An empty ALT–text is added to IMG elements if none is present.

As far as possible, the reference parser attempt to produce accessible markup. You have noted, of course, that there are no elements of physical markup for font changes or colour in Tetropy. All stylistic information is assumed to be in stylesheets.

Notes

If the text file uses tab or white–space indentation to separate paragraphs, this will be normalised.
Normalisation of indentation will not be done if the text contains raw markup.

Why “Tetropy”?

It’s a pun. Seriously. Don’t worry about it. Here, take a cookie. I promise, by the time you’re done eating it, you’ll feel as right as rain.

Conclusion

What, then, are the advantages to this type of markup language?

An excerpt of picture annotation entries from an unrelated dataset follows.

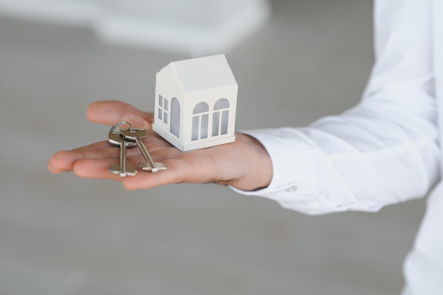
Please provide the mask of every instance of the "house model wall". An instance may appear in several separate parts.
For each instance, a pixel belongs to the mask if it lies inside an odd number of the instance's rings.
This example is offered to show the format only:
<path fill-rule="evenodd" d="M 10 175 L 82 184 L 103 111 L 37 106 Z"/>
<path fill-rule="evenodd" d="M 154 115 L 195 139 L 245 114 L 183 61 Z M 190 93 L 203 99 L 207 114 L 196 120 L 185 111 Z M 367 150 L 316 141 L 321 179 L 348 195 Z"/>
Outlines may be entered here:
<path fill-rule="evenodd" d="M 152 129 L 182 151 L 232 142 L 237 89 L 224 54 L 171 62 L 156 74 Z"/>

It’s simple. The resulting document will look very much like a traditional manuscript as sent to a publisher.
It’s not tied to a certain application or platform. You can write Tetropy in whichever editor or word processor you prefer, as long as it can save as plain UTF–8 text.
The manuscript, once done, can be used again and again to produce a number of different formats — HTML, XHTML, etc. — without conversion.
The manuscript is future–proof to a large degree — it’s plain text, nothing more, nothing less.
Did we remember to mention that it is simple? :) Easy to write, easy to read, easy to understand. Most of the codes involved you are likely already familiar with from other contexts.

It is this very simplicity — the fact that you can write an entirely book without doing anything more than put a blank line between paragraphs — which has made Tetropy our format of choice for articles, news, blog entries and internal documentation.

It could also work very well for books.